The team’s initial studies suggested that neuronal expression of amyloid-β in the flies neurons changed the cells’ fitness, and induced cell elimination. When the researchers then blocked this naturally occurring neuronal fitness process that culls the cells, the animals exhibited worse memory problems, worse motor coordination, and faster neurodegeneration and mortality. “When we started, the current view was that neuronal death must be always detrimental,” said Dina Coelho, Ph.D., first author of the researchers’ study. “And much to our surprise, we found that neuronal death actually counteracts the disease.”
In contrast, boosting the process of fitness comparison speeded the death of unfit neurons, which resulted in the recovery of the AD-modelling amyloid-β-expressing flies. “The flies almost behaved like normal flies with regard to memory formation, locomotive behavior, and learning” at a time point when the control AD flies were already strongly affected, Dr. Rhiner noted.
The researchers’ results suggest that cell competition is still active in AD, and can help to hold back disease progression by eliminating affected neurons. “Our results suggest that that the toxic effects of a given peptide correlate directly with the level of neuronal competition and death it induces,” the authors wrote.
“… the neuronal death protects the brain from more widespread damage and therefore the neuronal loss is not what is bad, it is worse not to let those neurons die,” Dr. Moreno suggested. He acknowledged that the team’s observations about neuronal cell death in the fruit fly AD model can’t directly be extrapolated to humans, so far more research will be needed.

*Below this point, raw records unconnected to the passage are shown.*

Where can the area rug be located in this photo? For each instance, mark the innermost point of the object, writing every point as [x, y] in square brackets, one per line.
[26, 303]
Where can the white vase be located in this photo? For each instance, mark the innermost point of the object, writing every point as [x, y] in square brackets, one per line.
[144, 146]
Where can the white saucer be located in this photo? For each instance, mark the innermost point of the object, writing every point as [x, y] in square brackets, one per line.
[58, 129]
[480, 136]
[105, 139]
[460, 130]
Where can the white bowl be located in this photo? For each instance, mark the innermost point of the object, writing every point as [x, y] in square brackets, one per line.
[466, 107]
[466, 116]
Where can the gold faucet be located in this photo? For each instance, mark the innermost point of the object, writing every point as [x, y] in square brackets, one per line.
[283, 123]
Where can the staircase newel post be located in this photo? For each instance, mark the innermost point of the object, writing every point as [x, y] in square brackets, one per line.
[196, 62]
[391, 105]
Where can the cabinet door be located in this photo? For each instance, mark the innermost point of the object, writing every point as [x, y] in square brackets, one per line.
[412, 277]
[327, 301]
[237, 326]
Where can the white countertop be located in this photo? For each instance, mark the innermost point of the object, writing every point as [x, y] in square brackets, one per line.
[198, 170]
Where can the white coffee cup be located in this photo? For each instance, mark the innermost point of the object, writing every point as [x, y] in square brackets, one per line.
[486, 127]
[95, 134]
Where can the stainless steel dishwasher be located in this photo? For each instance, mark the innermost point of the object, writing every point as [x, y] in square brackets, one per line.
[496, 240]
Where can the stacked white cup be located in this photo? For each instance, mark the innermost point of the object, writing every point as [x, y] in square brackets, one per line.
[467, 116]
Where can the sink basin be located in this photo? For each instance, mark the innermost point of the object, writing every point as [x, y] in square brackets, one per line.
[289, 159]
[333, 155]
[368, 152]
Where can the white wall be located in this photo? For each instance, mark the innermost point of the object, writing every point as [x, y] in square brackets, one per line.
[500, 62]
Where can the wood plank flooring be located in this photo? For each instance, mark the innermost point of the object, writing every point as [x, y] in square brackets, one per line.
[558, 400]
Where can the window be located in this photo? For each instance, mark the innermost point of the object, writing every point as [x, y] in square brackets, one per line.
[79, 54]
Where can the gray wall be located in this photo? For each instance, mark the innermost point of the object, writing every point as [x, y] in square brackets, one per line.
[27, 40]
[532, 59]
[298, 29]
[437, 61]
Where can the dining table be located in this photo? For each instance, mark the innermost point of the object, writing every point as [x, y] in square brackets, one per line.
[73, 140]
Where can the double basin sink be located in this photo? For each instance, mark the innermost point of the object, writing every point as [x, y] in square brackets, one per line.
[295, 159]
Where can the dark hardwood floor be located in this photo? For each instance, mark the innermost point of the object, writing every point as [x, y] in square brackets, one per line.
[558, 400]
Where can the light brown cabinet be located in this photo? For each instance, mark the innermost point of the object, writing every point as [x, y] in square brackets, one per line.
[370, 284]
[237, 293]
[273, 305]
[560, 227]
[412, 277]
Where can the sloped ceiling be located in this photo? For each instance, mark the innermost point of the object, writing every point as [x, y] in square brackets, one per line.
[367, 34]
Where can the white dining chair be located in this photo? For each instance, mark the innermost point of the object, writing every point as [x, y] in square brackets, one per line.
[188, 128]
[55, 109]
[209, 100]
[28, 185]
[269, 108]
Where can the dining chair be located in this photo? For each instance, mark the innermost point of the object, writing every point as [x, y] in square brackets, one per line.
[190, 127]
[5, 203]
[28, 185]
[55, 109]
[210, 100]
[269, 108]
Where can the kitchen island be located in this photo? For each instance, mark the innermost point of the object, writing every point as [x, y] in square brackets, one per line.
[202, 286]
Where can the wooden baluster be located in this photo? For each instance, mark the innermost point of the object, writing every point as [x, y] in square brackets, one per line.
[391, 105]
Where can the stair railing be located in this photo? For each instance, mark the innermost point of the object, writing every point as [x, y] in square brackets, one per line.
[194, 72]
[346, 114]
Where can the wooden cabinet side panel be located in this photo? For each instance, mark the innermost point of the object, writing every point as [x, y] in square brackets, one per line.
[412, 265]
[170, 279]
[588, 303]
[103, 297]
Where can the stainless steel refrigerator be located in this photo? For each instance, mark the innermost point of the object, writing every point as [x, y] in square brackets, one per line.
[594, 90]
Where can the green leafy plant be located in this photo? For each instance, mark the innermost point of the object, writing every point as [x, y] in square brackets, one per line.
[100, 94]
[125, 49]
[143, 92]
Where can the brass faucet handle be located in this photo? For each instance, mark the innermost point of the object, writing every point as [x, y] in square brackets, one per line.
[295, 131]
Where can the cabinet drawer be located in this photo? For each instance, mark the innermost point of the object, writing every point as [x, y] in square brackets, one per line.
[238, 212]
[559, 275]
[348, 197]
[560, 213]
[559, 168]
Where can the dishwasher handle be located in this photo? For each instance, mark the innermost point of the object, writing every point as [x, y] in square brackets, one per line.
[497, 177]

Nevertheless, the results could have important clinical implications, he commented. “Some molecules have already been identified as potential inhibitors of cell suicide, and some experimental drugs exist, and are being tested which inhibit those inhibitors of cell death, therefore accelerating neuronal death. ”

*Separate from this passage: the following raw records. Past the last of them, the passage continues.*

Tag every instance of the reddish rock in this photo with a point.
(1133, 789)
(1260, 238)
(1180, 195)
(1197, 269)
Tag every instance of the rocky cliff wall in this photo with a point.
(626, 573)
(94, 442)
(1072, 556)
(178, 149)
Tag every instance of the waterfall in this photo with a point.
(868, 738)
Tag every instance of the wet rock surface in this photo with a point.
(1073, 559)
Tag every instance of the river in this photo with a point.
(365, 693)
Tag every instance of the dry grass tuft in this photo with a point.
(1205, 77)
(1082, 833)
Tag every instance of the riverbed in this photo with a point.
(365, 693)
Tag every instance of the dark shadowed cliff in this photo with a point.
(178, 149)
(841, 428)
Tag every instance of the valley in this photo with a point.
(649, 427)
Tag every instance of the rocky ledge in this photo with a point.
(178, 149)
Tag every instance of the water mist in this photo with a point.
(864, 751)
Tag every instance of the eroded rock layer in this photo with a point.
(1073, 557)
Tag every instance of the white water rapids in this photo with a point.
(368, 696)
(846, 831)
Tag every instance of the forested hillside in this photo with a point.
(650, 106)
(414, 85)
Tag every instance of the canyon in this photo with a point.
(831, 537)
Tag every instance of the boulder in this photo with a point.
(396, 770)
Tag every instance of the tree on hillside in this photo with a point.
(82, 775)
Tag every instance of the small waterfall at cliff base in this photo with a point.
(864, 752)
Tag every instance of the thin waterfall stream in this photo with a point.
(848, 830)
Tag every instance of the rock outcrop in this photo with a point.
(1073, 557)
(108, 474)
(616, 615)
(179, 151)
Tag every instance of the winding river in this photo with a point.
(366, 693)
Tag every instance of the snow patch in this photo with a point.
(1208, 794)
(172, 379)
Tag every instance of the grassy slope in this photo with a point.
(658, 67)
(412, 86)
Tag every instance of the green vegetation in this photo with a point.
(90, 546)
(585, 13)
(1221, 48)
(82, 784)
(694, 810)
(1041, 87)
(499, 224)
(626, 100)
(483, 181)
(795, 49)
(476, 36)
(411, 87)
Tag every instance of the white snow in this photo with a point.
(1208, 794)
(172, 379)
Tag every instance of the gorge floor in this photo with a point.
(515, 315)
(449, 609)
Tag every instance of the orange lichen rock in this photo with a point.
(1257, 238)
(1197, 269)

“Surprisingly, we found that neuronal death had a beneficial effect against β-amyloid-dependent cognitive and motor decline,” the authors concluded. “This finding challenges the commonly accepted idea that neuronal death is detrimental at all stages of the disease progression. We found that most amyloid-induced neuronal apoptosis is beneficial and likely acts to remove damaged and/or dysfunctional neurons in an attempt to protect neural circuits from aberrant neuronal activation and impaired synaptic transmission.”